Personal digital assistant

The Psion Siena is a personal digital assistant made by Psion PLC and was released in 1996. Two versions were released, one with 512 kB of memory and a second with 1 MB.

The main power is provided by two AAA batteries and the backup power by one cell-style CR1620 battery. The batteries are held in a compartment below a detachable casing in the top of the device. It has no socket for an external power source.

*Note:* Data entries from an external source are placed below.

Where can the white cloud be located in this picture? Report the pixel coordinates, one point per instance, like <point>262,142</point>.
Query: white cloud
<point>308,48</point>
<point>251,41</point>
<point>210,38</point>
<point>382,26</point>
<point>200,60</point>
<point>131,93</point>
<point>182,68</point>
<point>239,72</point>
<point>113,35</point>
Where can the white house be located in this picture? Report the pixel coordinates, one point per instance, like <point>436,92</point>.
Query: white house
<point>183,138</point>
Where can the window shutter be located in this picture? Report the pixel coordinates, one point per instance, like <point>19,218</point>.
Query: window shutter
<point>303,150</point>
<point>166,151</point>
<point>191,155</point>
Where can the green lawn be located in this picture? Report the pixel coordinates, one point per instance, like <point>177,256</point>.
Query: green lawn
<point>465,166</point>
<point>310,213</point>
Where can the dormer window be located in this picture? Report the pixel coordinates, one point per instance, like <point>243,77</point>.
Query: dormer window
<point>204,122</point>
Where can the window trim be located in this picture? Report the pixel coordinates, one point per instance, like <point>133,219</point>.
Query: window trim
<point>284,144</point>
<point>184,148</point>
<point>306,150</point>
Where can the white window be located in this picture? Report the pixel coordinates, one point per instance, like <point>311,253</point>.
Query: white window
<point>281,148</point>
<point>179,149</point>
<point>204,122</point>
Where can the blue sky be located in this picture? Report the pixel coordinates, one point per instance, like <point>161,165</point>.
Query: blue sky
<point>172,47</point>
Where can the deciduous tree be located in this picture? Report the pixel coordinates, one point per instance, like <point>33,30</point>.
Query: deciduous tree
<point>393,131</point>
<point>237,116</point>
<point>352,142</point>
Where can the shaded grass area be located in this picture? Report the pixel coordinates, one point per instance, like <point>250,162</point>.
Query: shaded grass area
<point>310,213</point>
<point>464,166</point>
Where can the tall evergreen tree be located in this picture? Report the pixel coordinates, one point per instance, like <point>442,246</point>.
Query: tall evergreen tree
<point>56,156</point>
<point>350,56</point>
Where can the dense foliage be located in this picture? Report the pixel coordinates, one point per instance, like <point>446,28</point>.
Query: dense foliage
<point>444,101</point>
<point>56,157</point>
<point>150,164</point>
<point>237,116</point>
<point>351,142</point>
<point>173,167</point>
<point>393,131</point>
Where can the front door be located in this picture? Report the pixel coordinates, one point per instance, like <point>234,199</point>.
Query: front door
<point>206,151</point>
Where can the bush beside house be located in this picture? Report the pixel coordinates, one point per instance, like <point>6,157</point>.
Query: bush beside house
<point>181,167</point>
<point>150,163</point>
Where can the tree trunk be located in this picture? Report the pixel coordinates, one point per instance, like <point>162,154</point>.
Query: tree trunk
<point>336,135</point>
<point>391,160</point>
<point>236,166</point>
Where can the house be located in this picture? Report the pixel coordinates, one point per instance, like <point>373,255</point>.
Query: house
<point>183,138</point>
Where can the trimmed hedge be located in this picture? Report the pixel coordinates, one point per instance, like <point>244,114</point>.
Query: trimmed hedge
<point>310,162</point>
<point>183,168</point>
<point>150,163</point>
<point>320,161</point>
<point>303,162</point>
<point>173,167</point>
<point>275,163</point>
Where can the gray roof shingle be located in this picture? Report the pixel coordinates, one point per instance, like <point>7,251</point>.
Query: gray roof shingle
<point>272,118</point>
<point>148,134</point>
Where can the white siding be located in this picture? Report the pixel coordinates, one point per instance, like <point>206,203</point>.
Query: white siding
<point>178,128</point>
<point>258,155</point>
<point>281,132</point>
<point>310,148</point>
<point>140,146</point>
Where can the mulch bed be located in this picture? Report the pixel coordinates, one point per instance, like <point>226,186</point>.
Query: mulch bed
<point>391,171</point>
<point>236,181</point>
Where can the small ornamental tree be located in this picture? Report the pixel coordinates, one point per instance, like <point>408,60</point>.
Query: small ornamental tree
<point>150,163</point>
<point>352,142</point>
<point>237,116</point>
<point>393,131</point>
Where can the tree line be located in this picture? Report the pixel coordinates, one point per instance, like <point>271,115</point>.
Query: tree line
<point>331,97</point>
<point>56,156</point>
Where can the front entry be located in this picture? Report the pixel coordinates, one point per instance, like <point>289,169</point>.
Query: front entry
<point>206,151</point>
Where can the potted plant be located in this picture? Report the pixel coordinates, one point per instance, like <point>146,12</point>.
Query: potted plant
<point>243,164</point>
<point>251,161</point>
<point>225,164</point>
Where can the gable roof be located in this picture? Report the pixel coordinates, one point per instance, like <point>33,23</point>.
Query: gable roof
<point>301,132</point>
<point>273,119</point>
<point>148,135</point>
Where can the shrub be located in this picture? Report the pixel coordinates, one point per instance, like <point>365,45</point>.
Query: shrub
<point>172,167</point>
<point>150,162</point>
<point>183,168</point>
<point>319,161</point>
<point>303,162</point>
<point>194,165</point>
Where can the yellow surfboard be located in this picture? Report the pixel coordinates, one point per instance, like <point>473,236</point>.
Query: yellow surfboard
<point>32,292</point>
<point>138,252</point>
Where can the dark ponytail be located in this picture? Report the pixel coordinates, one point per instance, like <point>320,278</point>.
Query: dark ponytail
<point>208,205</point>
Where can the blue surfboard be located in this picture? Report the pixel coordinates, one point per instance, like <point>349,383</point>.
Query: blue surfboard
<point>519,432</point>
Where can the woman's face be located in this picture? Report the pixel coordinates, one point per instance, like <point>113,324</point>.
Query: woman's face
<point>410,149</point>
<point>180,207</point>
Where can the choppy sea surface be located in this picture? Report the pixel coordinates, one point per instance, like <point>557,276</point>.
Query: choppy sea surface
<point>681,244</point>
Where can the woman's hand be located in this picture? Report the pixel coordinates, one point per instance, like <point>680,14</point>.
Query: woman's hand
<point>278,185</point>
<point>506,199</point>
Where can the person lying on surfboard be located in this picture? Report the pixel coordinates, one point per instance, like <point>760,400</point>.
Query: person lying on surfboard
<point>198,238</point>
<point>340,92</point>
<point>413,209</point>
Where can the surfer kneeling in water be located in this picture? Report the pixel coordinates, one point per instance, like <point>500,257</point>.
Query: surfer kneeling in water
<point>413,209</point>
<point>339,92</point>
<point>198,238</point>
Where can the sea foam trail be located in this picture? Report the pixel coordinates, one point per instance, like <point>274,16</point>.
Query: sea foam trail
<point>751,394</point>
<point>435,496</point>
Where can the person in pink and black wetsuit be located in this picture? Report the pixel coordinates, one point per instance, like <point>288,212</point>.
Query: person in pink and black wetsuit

The Siena was of the same generation as the Psion Series 3 but it has a smaller size liquid-crystal display (LCD, 240 x 160 pixels) and a separate numeric keypad next to the screen. The Siena uses the same 16-bit NEC V30H processor as its predecessor the Series 3a. Although the Siena shares binary compatibility with the Series 3, many programs had to be modified due to the reduced sizes of memory and display.

Unlike the Series 3, the Siena has no bay for removable solid state disk drives; however, an external drive device is available which connects via an RS-232 serial port. That port also provides PC connectivity if used with the separately available PsiWin software and dial up access via the Travel modem accessory. More connectivity was available via the included infrared port, next to the serial port.

==In popular culture==
The device was used as a model for a gadget in Anarky (vol.1) #3, Metamorphosis: The Economics of The Madhouse, a DC Comics book. The character, Anarky, is seen tracking Batman's movements using the small PDA.